I have an ‘‘I care about this alot’’ t-shirt.
I think you nailed it.
shakes fist at Ravenman for screwing up the poll
That’s pretty much my thoughts on it too. “Alot” is one word and means the same thing as “a lot” which is two.
+1
“Illiteracy” isn’t a justification?
Now, now…as I posted before, the word “word” can mean two different things. When we use the definition of “a collection of letters the standard form of written English today happens to set off by spaces”, then, yes, people who call it “one word” are the same people who write it “alot” – and, yes, these same people are writing it nonstandardly. In other words, in almost any social context, wrong. (They’re not quite “illiterate”, however.)
But, if we use a more linguistically subtle and profound definition of “word”, there is SOME justification for considering “a lot” to be a single “word”. (But, we still have to spell it “a lot”, if we want to be taken seriously.)
Clearly.
Can so. Just did, in fact.
They “mean” the same thing in terms of denotation – they’re both adverbial intensifiers of degree or amount – but they mean different things in terms of connotation. The first connotes “I am not a skilled speller”*, and the second connotes “I know how to write standard English.”
(*There was a thread in GD a couple months ago about what this really means – stupidity? carelessness? attitude of cultural relativity? a specific brain malfunction? Needless to say, there was little agreement about this.)
Not just adverbial, come to think of it. Functions as a noun, too, e.g., in “We have a lot riding on this decision.” Essentially, stands in for “a large amount” or “many things”.
I’m pretty sure “mucho” and “beaucoup” can be used in this way, as well.
Autolycus, You mentioned that there was a 300 yen bet on this question. Is English the first language of the person who thinks “a lot” is one word? English is my first language. I’m damn good at it, and I guarantee you that a lot is two words. In the expression a lot, lot is a noun, and a is an article. A lot is the opposite of a little, which is also two words.
Ravenman, thanks for letting us know you voted in error. That explains one of the three votes for “one word”.
Not being mentally retarded, I say it’s two words.
The word “lot” means “a large number or quantity”. Just because it often gets paired with an indefinite article doesn’t make “a lot” a single word any more than any other pair of words that frequently appear together.
To approach it another way, a “word” is “a written or printed character or combination of characters representing a spoken word”. A “space” is “a blank area separating words or lines”. As a “space” is “a blank area” rather than a “character”, it isn’t part of a “combination of characters” and thus any group of characters that also includes a space falls outside the definition of a “word”.

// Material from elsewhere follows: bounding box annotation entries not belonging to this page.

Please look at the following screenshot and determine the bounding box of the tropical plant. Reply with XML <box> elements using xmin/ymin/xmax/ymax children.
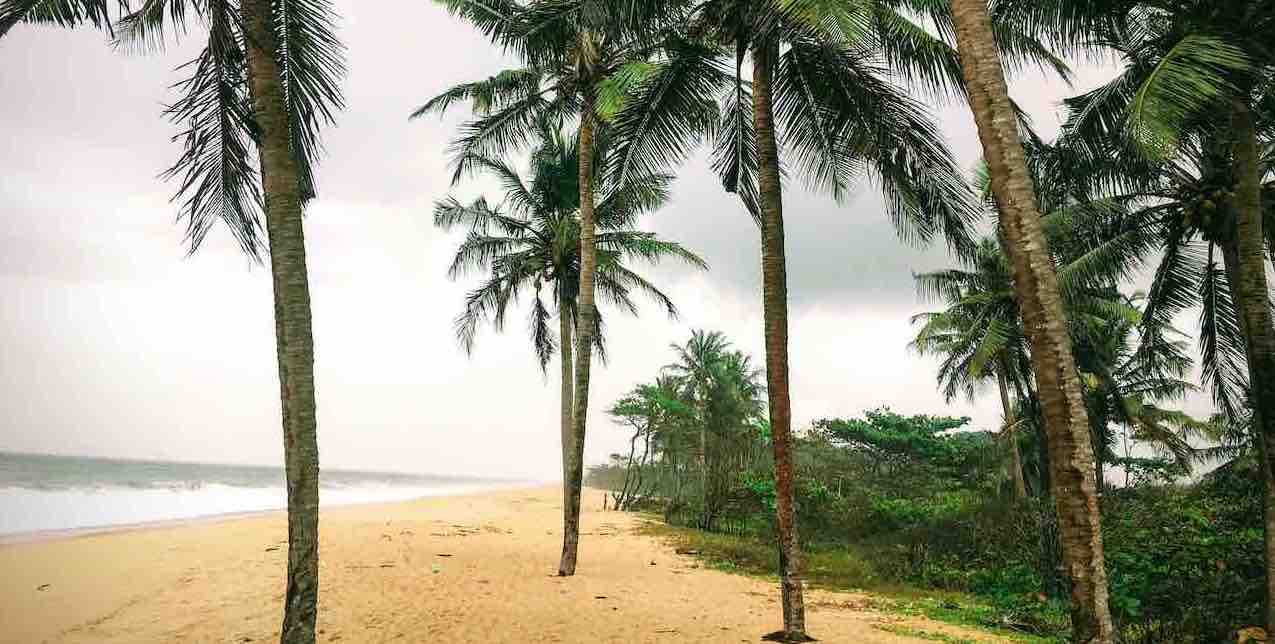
<box><xmin>0</xmin><ymin>0</ymin><xmax>346</xmax><ymax>643</ymax></box>
<box><xmin>434</xmin><ymin>122</ymin><xmax>708</xmax><ymax>517</ymax></box>
<box><xmin>910</xmin><ymin>238</ymin><xmax>1029</xmax><ymax>500</ymax></box>
<box><xmin>601</xmin><ymin>0</ymin><xmax>999</xmax><ymax>632</ymax></box>
<box><xmin>664</xmin><ymin>330</ymin><xmax>765</xmax><ymax>529</ymax></box>
<box><xmin>951</xmin><ymin>0</ymin><xmax>1114</xmax><ymax>643</ymax></box>
<box><xmin>412</xmin><ymin>0</ymin><xmax>671</xmax><ymax>576</ymax></box>
<box><xmin>1050</xmin><ymin>0</ymin><xmax>1275</xmax><ymax>627</ymax></box>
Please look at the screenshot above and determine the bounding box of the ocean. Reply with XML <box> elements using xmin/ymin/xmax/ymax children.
<box><xmin>0</xmin><ymin>451</ymin><xmax>518</xmax><ymax>536</ymax></box>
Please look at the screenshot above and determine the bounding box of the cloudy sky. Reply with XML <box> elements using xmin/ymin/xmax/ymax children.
<box><xmin>0</xmin><ymin>1</ymin><xmax>1188</xmax><ymax>478</ymax></box>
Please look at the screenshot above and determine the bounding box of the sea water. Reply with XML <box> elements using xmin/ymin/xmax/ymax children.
<box><xmin>0</xmin><ymin>451</ymin><xmax>514</xmax><ymax>536</ymax></box>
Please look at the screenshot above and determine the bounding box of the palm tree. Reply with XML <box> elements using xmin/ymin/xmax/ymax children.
<box><xmin>910</xmin><ymin>238</ymin><xmax>1029</xmax><ymax>501</ymax></box>
<box><xmin>412</xmin><ymin>0</ymin><xmax>669</xmax><ymax>576</ymax></box>
<box><xmin>601</xmin><ymin>0</ymin><xmax>999</xmax><ymax>632</ymax></box>
<box><xmin>434</xmin><ymin>124</ymin><xmax>708</xmax><ymax>538</ymax></box>
<box><xmin>0</xmin><ymin>0</ymin><xmax>346</xmax><ymax>644</ymax></box>
<box><xmin>664</xmin><ymin>330</ymin><xmax>764</xmax><ymax>529</ymax></box>
<box><xmin>1068</xmin><ymin>0</ymin><xmax>1275</xmax><ymax>629</ymax></box>
<box><xmin>951</xmin><ymin>0</ymin><xmax>1114</xmax><ymax>643</ymax></box>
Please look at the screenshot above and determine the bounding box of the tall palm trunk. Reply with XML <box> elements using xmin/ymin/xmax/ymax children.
<box><xmin>1223</xmin><ymin>98</ymin><xmax>1275</xmax><ymax>631</ymax></box>
<box><xmin>241</xmin><ymin>0</ymin><xmax>319</xmax><ymax>644</ymax></box>
<box><xmin>558</xmin><ymin>300</ymin><xmax>575</xmax><ymax>522</ymax></box>
<box><xmin>996</xmin><ymin>360</ymin><xmax>1028</xmax><ymax>501</ymax></box>
<box><xmin>558</xmin><ymin>93</ymin><xmax>598</xmax><ymax>576</ymax></box>
<box><xmin>752</xmin><ymin>42</ymin><xmax>811</xmax><ymax>641</ymax></box>
<box><xmin>952</xmin><ymin>0</ymin><xmax>1113</xmax><ymax>644</ymax></box>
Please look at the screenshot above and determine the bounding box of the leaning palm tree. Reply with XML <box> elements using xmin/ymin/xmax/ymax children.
<box><xmin>1056</xmin><ymin>0</ymin><xmax>1275</xmax><ymax>629</ymax></box>
<box><xmin>434</xmin><ymin>124</ymin><xmax>706</xmax><ymax>530</ymax></box>
<box><xmin>910</xmin><ymin>238</ymin><xmax>1029</xmax><ymax>501</ymax></box>
<box><xmin>412</xmin><ymin>0</ymin><xmax>671</xmax><ymax>576</ymax></box>
<box><xmin>612</xmin><ymin>0</ymin><xmax>994</xmax><ymax>632</ymax></box>
<box><xmin>0</xmin><ymin>0</ymin><xmax>346</xmax><ymax>643</ymax></box>
<box><xmin>951</xmin><ymin>0</ymin><xmax>1114</xmax><ymax>643</ymax></box>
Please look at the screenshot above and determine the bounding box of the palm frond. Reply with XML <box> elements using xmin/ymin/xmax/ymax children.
<box><xmin>163</xmin><ymin>0</ymin><xmax>265</xmax><ymax>258</ymax></box>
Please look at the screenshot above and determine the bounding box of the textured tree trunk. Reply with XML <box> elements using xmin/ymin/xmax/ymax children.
<box><xmin>752</xmin><ymin>43</ymin><xmax>811</xmax><ymax>641</ymax></box>
<box><xmin>558</xmin><ymin>94</ymin><xmax>598</xmax><ymax>576</ymax></box>
<box><xmin>241</xmin><ymin>0</ymin><xmax>319</xmax><ymax>644</ymax></box>
<box><xmin>952</xmin><ymin>0</ymin><xmax>1113</xmax><ymax>644</ymax></box>
<box><xmin>558</xmin><ymin>304</ymin><xmax>575</xmax><ymax>522</ymax></box>
<box><xmin>996</xmin><ymin>361</ymin><xmax>1028</xmax><ymax>501</ymax></box>
<box><xmin>1223</xmin><ymin>98</ymin><xmax>1275</xmax><ymax>631</ymax></box>
<box><xmin>700</xmin><ymin>404</ymin><xmax>713</xmax><ymax>529</ymax></box>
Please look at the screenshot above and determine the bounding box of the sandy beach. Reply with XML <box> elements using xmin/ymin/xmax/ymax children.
<box><xmin>0</xmin><ymin>487</ymin><xmax>998</xmax><ymax>644</ymax></box>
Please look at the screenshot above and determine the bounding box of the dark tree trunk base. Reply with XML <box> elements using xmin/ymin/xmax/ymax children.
<box><xmin>761</xmin><ymin>630</ymin><xmax>819</xmax><ymax>643</ymax></box>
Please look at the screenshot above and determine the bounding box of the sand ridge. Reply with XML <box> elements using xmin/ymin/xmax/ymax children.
<box><xmin>0</xmin><ymin>487</ymin><xmax>1003</xmax><ymax>644</ymax></box>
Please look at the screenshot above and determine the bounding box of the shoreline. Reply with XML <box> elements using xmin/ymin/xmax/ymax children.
<box><xmin>0</xmin><ymin>481</ymin><xmax>547</xmax><ymax>548</ymax></box>
<box><xmin>0</xmin><ymin>486</ymin><xmax>1006</xmax><ymax>644</ymax></box>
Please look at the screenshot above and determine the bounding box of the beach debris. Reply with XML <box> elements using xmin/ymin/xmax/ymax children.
<box><xmin>1235</xmin><ymin>626</ymin><xmax>1266</xmax><ymax>644</ymax></box>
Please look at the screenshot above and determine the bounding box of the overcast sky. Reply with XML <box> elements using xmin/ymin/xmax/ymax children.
<box><xmin>0</xmin><ymin>1</ymin><xmax>1203</xmax><ymax>478</ymax></box>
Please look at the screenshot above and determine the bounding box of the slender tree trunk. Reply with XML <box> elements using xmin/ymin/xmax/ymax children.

“Lot” isn’t always paired with “a”. Sometimes we say we have lots of guests. But sometimes they piss me off, and I say to hell with the lot of them.
So two words. Obviously.
…I had no idea there were T-shirts! Of course there are! I think I’m going to have to get one of these.
I think that there is a two-word noun usage and a one-word adverbial usage. I use the phrase like this: 1) A lot of people read The Straight Dope. 2) I read The Straight Dope alot.
No, the complete sentence would read, “I read The Straight Dope alot, but even so I am largely illiterate.”
I posted this same question when I first joined The Dope and the consensus seemed to be “two words.”
But I sure would like to know where the memory of seeing “alot” in my grade-school spelling book comes from.
^ I’m sure I learned this in school.
Well, it’s NOT majority popular usage. In particular, “alot” is especially prevalent on the Internet. If indeed it’s shifting, the shift is starting, not established. A lot of semi-literate yahoos on the Internet do not constitute the final authority on usage. If that were so, rogue would be spelled rouge, and we’d “hone in on” targets, and so forth.
I think everyone is still missing what the OP is asking…
Both he and his friend concede that the spelling is “a lot”.
The question is, because it is listed in the dictionary as a single entry, does that mean “a lot” (written that way, not ‘a lot’ vs ‘alot’) is one word or two?
There are a lot of dictionary entries defining two words. For example, pot pie or prepositional phrase.